3. Configure NGINX with the Module

  1. Copy the ngx_http_sign_module.so file to your NGINX server's module directory (e.g., /usr/lib/nginx/modules/).

  2. Modify your NGINX configuration (nginx.conf) to load the custom module. Add the following line:

    load_module modules/ngx_http_sign_module.so;

    Below is an example snippet from the nginx.conf for using the module:

    http {
	server {
		listen 443 ssl;
		server_name localhost;

		ssl_certificate     /path/to/nginx-selfsigned.crt;
		ssl_certificate_key /path/to/nginx-selfsigned.key;

		location / {
			sign_passthrough /path/to/rsa_private_key.pem;
			proxy_pass http://server:5000;
		}
	}
}

  3. Ensure that the NGINX service is restarted after the configuration update:

    sudo systemctl restart nginx

Running the Example Setup (Local Testing)
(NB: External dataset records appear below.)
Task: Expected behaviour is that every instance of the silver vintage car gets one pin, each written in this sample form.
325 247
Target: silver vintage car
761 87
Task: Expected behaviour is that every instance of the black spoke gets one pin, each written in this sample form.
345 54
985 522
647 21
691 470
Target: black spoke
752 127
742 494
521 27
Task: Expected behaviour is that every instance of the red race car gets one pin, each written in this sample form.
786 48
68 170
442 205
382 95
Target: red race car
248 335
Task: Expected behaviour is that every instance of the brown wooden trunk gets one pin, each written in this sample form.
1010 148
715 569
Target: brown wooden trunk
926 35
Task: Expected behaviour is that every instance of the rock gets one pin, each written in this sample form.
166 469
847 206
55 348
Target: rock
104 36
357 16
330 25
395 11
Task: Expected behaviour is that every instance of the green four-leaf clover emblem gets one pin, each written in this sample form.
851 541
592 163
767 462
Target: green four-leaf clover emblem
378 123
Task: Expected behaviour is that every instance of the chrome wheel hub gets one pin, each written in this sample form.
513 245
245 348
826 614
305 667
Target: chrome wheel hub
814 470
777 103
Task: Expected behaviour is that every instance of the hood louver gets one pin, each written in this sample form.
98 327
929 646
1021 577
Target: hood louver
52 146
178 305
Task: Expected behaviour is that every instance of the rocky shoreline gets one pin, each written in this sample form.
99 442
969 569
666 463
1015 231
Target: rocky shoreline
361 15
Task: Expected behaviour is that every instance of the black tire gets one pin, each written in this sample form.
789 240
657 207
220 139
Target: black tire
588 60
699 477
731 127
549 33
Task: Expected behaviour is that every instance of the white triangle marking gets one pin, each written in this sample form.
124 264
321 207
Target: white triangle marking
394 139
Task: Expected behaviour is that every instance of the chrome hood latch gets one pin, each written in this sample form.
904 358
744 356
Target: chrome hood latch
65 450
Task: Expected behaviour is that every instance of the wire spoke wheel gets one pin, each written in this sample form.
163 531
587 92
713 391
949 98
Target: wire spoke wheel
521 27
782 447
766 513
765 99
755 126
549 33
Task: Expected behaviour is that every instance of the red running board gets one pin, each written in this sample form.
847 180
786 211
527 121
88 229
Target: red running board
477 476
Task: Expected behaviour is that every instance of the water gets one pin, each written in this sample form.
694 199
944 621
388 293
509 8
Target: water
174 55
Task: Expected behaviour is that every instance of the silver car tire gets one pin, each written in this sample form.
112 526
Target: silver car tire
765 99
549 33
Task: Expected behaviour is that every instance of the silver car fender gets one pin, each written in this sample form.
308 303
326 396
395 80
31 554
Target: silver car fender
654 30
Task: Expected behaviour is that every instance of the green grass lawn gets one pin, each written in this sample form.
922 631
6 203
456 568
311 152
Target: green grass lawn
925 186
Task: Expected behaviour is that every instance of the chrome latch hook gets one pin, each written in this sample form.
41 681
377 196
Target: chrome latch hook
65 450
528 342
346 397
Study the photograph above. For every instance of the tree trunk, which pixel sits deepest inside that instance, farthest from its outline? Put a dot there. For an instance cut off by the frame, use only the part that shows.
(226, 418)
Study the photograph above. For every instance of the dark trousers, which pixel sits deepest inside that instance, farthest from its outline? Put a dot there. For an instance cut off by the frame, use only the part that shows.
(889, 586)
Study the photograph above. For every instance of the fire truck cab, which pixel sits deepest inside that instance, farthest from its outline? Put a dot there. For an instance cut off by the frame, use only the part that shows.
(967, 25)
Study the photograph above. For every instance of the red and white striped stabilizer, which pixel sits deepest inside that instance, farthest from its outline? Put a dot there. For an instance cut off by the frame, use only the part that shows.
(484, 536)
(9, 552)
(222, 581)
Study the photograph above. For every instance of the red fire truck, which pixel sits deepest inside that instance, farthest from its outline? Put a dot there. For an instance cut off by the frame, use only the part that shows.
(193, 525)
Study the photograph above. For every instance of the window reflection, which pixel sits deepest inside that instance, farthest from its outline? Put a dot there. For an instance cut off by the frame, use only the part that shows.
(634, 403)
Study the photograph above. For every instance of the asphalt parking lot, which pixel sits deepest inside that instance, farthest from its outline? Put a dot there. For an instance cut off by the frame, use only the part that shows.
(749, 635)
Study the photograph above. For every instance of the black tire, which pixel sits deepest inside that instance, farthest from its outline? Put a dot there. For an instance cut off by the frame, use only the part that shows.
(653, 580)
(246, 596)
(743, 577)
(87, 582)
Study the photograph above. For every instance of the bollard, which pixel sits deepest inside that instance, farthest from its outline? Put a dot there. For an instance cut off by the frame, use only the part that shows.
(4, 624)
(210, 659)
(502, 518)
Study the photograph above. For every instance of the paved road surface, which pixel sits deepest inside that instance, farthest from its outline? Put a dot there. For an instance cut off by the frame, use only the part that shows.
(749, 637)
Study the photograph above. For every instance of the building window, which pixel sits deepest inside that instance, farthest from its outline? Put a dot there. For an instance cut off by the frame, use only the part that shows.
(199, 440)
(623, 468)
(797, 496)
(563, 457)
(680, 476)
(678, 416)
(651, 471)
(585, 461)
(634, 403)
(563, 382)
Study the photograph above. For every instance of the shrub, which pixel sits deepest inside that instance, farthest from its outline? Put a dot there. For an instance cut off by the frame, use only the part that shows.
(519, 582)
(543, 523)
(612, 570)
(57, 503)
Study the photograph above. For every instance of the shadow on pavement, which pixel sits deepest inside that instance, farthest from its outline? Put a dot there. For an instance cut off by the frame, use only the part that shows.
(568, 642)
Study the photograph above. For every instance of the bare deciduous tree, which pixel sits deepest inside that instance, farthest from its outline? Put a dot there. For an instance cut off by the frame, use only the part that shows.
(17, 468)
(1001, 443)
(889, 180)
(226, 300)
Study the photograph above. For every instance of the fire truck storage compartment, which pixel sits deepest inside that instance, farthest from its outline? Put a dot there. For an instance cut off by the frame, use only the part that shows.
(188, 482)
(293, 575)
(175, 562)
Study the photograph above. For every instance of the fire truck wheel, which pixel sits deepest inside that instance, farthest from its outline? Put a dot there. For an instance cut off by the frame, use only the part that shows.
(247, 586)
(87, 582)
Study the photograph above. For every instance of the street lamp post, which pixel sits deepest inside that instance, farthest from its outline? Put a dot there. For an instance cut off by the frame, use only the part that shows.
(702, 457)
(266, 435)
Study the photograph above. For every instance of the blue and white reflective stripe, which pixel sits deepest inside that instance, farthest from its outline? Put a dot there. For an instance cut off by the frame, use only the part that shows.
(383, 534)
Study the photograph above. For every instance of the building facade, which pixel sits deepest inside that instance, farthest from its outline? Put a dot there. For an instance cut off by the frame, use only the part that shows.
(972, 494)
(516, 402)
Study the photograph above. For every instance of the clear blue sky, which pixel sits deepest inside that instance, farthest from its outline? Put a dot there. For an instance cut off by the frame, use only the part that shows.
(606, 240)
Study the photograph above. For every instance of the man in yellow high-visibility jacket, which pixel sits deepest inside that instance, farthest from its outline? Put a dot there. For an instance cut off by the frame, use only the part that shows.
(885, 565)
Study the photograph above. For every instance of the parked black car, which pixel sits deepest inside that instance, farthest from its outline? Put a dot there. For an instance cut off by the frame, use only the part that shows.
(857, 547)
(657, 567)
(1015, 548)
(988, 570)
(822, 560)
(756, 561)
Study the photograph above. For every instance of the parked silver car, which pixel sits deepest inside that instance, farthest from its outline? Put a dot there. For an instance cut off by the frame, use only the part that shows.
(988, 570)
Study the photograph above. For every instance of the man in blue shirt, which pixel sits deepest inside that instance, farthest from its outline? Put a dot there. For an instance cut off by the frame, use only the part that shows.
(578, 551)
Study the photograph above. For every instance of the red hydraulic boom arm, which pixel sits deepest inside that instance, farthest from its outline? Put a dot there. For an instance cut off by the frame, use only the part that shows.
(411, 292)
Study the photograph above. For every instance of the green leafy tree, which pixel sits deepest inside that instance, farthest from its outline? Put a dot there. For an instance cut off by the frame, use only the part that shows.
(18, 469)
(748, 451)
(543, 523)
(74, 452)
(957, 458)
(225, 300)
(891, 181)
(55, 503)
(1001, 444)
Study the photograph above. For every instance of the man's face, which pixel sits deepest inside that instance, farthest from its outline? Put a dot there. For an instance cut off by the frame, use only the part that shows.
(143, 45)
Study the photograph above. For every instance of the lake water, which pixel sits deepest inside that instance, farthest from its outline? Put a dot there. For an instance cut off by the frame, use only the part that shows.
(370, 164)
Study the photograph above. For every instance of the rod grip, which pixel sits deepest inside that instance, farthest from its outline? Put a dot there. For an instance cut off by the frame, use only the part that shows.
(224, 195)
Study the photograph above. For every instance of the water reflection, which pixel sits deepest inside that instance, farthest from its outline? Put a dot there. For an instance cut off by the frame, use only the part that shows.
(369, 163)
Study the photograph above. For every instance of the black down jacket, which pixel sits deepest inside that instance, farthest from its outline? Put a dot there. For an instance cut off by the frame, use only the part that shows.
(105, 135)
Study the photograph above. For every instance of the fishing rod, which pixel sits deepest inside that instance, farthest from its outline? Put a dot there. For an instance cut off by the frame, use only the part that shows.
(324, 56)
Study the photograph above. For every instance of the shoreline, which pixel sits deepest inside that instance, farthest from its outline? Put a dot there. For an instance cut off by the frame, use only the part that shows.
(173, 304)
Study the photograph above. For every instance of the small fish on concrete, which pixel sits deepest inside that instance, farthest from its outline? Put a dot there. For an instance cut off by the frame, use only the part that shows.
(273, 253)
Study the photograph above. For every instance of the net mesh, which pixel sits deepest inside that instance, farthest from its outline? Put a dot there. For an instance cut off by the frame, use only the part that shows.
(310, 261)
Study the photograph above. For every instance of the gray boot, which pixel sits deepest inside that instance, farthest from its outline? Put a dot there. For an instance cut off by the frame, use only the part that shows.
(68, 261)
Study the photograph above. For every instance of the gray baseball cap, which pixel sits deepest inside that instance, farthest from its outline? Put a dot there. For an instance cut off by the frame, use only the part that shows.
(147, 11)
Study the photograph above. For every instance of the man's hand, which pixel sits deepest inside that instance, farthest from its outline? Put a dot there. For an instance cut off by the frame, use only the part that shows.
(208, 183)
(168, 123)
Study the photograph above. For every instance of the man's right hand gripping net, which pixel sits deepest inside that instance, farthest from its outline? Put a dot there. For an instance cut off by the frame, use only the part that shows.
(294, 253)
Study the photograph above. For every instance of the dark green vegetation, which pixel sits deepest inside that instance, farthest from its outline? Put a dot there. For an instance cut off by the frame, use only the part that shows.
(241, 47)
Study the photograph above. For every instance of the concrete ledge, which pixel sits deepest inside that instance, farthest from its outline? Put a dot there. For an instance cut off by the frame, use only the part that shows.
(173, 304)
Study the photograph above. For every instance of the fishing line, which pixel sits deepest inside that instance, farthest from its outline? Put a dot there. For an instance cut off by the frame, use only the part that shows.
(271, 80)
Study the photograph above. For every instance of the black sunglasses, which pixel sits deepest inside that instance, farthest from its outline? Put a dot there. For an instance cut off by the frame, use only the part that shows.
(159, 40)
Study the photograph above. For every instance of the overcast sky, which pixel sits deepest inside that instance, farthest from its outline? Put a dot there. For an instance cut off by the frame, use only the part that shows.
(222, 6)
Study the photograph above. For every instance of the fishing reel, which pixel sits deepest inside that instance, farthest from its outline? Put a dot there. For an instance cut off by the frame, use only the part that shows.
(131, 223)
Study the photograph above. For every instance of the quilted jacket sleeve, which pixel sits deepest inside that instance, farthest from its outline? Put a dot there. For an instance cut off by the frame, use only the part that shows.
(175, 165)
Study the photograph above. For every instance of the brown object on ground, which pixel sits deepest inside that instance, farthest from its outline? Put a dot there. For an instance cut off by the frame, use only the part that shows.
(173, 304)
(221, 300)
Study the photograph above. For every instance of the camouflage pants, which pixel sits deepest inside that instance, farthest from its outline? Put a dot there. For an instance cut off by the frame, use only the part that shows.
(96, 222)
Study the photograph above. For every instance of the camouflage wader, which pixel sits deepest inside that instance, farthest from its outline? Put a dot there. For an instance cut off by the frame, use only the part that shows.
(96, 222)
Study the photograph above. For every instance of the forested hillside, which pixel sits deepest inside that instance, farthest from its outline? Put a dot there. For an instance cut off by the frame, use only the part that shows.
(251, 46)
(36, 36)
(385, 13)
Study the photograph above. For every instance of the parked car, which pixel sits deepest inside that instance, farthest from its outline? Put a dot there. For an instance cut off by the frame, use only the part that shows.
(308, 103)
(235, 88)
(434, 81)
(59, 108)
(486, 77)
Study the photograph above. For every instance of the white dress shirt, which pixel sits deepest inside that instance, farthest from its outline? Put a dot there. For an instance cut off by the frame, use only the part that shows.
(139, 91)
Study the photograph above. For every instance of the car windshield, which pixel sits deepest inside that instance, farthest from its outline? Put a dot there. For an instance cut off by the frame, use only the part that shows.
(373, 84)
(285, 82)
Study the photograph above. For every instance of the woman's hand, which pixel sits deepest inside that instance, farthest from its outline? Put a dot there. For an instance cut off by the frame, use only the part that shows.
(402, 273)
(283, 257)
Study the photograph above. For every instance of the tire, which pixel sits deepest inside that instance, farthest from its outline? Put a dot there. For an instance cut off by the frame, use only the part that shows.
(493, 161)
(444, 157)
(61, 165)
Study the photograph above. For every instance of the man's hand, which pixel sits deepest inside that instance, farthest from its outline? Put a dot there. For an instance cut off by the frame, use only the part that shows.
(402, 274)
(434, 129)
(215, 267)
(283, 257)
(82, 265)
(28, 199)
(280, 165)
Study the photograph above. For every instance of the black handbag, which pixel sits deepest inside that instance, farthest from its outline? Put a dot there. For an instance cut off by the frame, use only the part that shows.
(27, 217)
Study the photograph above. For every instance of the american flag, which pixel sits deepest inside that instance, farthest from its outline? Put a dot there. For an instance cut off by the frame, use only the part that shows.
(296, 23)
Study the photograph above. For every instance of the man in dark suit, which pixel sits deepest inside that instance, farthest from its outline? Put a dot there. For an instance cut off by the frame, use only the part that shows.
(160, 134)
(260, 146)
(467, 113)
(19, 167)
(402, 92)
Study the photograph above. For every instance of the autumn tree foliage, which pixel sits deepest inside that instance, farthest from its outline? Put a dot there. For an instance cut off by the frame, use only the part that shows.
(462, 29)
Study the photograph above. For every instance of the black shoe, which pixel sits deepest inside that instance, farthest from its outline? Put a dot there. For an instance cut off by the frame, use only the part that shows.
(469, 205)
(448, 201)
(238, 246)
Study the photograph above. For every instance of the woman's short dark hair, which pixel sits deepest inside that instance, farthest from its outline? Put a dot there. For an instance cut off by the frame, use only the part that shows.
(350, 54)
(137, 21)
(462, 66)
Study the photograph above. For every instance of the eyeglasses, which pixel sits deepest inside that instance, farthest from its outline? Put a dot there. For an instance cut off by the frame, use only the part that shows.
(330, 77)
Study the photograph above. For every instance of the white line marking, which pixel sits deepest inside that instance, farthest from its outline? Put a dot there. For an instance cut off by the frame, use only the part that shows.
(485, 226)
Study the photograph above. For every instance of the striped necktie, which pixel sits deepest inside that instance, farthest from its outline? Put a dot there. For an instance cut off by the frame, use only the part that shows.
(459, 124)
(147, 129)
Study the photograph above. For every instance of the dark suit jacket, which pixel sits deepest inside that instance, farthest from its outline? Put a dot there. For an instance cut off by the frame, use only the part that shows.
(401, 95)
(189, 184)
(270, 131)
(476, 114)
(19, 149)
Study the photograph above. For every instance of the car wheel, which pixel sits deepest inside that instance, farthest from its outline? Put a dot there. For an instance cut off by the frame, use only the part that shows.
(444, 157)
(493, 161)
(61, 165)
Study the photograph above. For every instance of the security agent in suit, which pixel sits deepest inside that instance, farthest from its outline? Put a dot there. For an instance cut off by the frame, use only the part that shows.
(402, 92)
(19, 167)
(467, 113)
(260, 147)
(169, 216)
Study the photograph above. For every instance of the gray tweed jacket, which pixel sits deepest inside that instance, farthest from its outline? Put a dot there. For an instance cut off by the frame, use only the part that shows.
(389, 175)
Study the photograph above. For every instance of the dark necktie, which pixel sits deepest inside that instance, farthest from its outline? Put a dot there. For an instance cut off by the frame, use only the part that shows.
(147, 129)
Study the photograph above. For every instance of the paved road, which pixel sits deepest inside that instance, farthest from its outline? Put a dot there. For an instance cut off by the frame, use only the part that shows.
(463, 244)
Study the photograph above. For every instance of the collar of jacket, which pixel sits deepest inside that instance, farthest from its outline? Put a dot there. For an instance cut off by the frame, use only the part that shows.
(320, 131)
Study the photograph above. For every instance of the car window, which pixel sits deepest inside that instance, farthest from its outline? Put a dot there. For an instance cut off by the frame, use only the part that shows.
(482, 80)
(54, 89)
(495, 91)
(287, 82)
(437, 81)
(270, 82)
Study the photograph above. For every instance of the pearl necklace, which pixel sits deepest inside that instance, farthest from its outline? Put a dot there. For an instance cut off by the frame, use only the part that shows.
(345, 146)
The project includes an example setup with a Flask server, which demonstrates the module in action, provided on e2e directory.

To run the example:

cd e2e
docker-compose up --build

This will start both the NGINX server (with the custom signing module) and the Flask server for API testing.

Testing the Module

The project also includes end-to-end tests to verify that the response signing is functioning as expected.

To run the tests, you can use the BATS testing framework:

bats tests

This will execute the tests, validating that the NGINX module correctly signs responses.